Art & Public Service: Frank Walter

By Jabari Jordan-Walker

Francis Archibald Wentworth Walter (1926–2009), also known simply as Frank Walter, was born in Liberta, Parish of St. Paul, Antigua. A prolific artist, gardener, and visionary, Walter was raised by matriarchal elders who prioritized oral traditions from both his European sugar plantation-owning relatives and enslaved African ancestors. 

A damaged black-and-white photo of a bearded Black man wearing sunglasses on his forehead.
Figure 1: Frank Walter, c. 1989, photographer unknown.

While touring the Garden Museum in London I had the opportunity to become familiar with Frank Walter and his oeuvre after picking up a beautiful catalogue concerning Walter’s life published by the museum. As Britain’s only museum dedicated to the intersection of art and British horticulture, the Garden Museum was founded in honor of two seventeenth-century English naturalists, John Tradescant and his son of the same name. Having founded the Musaeum Tradescantianum, the Tradescants are credited with opening the first museum open to the general public in England. Essentially a house museum dubbed “The Ark,” the Tradescants collected the most eclectic objects from around the world both natural and manmade. 
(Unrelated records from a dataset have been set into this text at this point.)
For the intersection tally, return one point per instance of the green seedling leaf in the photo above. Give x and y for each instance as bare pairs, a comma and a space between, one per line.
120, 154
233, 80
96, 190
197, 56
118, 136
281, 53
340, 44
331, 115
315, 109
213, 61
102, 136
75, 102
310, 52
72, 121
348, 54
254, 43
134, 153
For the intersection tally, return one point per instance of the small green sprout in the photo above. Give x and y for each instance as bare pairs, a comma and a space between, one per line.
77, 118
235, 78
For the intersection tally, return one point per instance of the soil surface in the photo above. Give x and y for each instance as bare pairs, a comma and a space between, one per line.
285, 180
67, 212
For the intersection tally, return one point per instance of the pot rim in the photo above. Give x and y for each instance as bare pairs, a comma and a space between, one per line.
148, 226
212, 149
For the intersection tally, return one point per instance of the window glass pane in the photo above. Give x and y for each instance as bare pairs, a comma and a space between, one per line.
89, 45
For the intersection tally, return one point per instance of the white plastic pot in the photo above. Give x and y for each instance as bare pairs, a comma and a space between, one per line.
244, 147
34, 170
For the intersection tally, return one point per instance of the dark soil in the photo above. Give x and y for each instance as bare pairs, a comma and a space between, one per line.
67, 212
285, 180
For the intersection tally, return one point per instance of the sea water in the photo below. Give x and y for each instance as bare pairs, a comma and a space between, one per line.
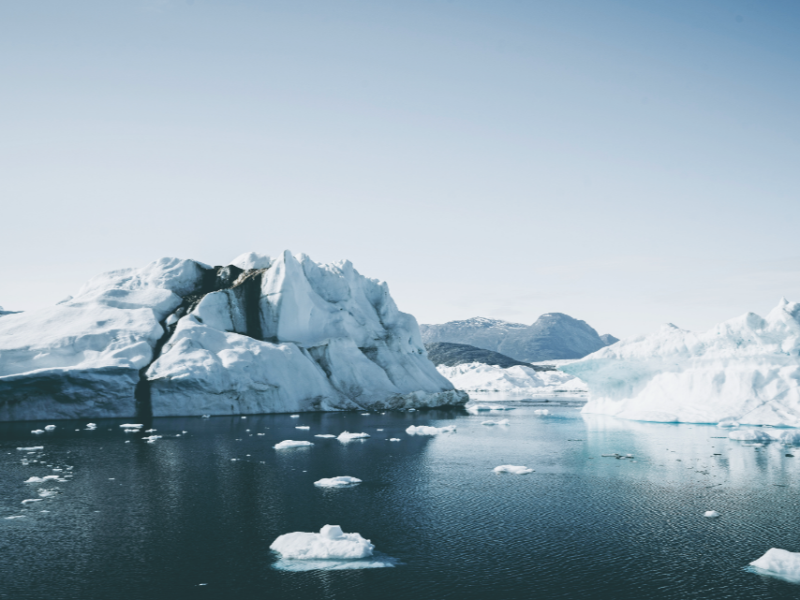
192, 514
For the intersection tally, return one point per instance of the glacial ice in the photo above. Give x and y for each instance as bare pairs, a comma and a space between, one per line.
329, 544
291, 444
515, 469
746, 370
518, 381
284, 335
780, 563
341, 481
427, 430
346, 436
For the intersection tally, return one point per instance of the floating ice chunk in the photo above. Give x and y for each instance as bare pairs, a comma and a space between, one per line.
329, 544
341, 481
426, 430
781, 563
291, 444
515, 469
346, 436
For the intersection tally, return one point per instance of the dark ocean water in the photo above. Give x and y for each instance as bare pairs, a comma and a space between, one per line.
154, 521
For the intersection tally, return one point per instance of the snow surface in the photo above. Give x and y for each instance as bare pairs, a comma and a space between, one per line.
781, 563
290, 335
516, 381
515, 469
341, 481
745, 370
426, 430
291, 444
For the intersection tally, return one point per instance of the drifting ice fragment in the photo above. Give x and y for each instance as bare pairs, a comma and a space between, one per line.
291, 444
426, 430
346, 436
781, 563
515, 469
341, 481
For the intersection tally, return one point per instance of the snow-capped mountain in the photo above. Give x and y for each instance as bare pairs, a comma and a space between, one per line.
554, 336
178, 337
746, 370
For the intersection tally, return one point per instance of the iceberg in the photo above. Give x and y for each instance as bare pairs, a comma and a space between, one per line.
515, 469
746, 370
181, 338
517, 381
780, 563
291, 444
341, 481
426, 430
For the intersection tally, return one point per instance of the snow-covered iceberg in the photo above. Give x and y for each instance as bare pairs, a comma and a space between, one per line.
746, 370
178, 337
484, 381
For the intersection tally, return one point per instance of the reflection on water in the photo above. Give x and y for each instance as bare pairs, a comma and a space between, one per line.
193, 515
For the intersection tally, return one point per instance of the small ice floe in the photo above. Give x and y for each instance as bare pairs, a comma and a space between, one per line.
291, 444
427, 430
346, 436
779, 563
514, 469
330, 549
341, 481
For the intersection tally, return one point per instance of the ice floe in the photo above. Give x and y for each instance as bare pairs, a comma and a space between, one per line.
780, 563
515, 469
427, 430
291, 444
341, 481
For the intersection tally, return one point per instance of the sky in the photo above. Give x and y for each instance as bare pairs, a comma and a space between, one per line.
628, 163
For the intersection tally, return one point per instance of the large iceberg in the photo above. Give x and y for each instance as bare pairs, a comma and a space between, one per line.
178, 337
484, 381
746, 370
A book with the title "Frank Walter: Artist, Gardener, Radical" authored by the Garden Museum. The cover features a colorful painting of a Black man in a red skirt dancing in front of trees and bushes, with broad strokes of bright red and yellow paint behind him.
Figure 2: Arawak Ceremony (detail) cover of a Garden Museum exhibition catalogue titled: Frank Walter Artist, Gardener, Radical; 2023.

While the two men are buried in the church yard now part of the Garden Museum. Art historian and curator Barbara Paca, who was responsible for a 2023 Garden Museum exhibition titled Frank Walter: Artist, Gardener, Radical describes Frank Walter as being “Tradescant-like” due not only to his classical education in Greek, Latin, and botany but his life’s dream to create a Tradescant-inspired museum that he envisioned as a sort of Antiguan Kunstkammer that would be in public service to all who visited, particularly Antiguan youth.  
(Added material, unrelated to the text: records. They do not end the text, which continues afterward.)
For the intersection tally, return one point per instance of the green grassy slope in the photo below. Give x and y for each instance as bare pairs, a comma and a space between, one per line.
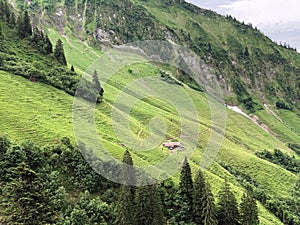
50, 118
32, 110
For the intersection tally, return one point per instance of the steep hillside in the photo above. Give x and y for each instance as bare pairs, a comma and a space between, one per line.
37, 103
251, 68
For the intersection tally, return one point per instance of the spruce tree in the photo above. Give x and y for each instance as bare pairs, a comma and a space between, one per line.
199, 188
47, 45
6, 11
125, 205
1, 33
97, 87
29, 199
20, 26
248, 209
27, 25
59, 53
228, 213
186, 190
148, 206
204, 207
209, 208
12, 20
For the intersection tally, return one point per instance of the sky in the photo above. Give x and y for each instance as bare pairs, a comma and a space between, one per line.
278, 19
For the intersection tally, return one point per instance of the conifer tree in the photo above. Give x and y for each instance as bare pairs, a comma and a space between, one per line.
27, 25
186, 190
6, 11
28, 199
204, 207
248, 209
20, 26
12, 20
59, 53
125, 205
228, 213
199, 189
1, 33
147, 206
209, 208
48, 45
97, 86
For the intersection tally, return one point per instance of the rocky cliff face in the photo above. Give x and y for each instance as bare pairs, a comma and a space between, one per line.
251, 68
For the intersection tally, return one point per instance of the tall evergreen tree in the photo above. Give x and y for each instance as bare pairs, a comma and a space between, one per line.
199, 191
148, 206
20, 26
97, 87
6, 11
228, 213
125, 205
1, 33
204, 206
186, 190
12, 20
47, 45
59, 53
27, 24
248, 209
28, 199
209, 208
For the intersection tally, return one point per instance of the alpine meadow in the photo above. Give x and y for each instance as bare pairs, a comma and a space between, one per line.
145, 112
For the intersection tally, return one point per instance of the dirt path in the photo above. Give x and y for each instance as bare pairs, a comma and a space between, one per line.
272, 113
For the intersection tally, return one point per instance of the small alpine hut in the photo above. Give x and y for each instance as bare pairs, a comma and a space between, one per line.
172, 145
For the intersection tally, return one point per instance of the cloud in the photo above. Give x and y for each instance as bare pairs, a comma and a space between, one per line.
263, 12
278, 19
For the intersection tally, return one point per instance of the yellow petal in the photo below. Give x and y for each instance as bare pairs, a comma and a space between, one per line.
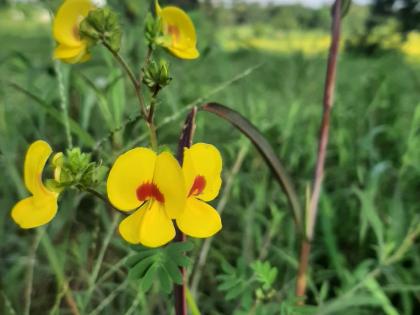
83, 57
178, 25
199, 219
36, 157
129, 171
130, 227
66, 52
158, 9
170, 181
156, 227
57, 161
67, 20
35, 211
192, 53
203, 160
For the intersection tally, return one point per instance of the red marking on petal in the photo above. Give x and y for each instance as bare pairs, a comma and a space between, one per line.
148, 191
198, 186
173, 30
76, 31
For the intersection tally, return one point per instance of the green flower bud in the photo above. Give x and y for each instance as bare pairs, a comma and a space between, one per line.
156, 75
76, 170
153, 30
102, 25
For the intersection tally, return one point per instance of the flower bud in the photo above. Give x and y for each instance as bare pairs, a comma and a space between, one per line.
156, 75
102, 25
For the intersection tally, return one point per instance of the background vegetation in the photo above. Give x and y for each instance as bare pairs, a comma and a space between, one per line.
269, 64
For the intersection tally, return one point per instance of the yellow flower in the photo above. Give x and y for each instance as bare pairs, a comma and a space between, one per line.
177, 25
71, 49
41, 207
202, 167
154, 186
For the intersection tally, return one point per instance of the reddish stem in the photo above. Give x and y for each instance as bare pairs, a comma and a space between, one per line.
322, 150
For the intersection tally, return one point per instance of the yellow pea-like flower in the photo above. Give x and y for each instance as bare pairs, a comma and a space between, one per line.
153, 185
202, 168
178, 27
41, 207
71, 48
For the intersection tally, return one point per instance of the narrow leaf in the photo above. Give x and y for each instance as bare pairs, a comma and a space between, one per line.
266, 150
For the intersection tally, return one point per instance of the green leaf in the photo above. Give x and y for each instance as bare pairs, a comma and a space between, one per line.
147, 281
160, 264
173, 271
165, 281
266, 150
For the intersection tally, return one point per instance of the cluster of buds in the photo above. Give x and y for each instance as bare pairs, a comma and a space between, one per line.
102, 26
156, 76
75, 169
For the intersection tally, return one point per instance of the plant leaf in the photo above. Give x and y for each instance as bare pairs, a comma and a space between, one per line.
266, 150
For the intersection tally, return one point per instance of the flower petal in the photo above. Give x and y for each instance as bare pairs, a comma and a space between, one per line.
179, 26
66, 52
156, 227
130, 227
35, 211
170, 181
129, 171
67, 20
36, 157
199, 219
203, 160
191, 53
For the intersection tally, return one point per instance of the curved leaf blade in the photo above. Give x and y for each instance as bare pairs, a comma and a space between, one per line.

“Out of sync with others seeking material gain, Walter had an urgent spiritual need to find his own solitary place in the natural world so that he could live in his head with his thoughts and philosophy – Barbara Paca (Art Historian and Curator) 

A page in the exhibition catalog "Frank Walter: Artist, Gardener, Radical." On the left page is a piece of art named "Ofah Woman." It is a circular painting of a Black woman in a white dress standing in a field. On the right is a statue of concrete bust of King Charles II in a cartoonish style.
Figure 3: Obeah Woman, undated. Oil on bio-composite on Masonite, diameter 21.5 cm.
Bust of Charles II, undated. Concrete, 17.5×15.7×11.7cm.
From Frank Walter: Artist, Gardener, Radical, Garden Museum, 2023, 64-65.

I find Walter’s “unrealized” vision to establish a museum for Antigua’s public to be both greatly inspiring and corroborative, as I too have a strikingly similar goal in mind to establish a Kunstkammer in rural Georgia that also aims to inspire local youth to learn and apply research around the material culture and rich history that has positively shaped horticulture in the Southern U.S. 

The Garden Museum provides visitors and scholars alike with an experience that prioritizes stories that display how our contemporary lifestyles can relate positively to the slow and intentional act of gardening. For those called to find comfort in gardening as a creative act, the Garden Museum is certainly a place where artistic and ecological impulses are encouraged as demonstrated so aptly through Frank Walter’s retrospective.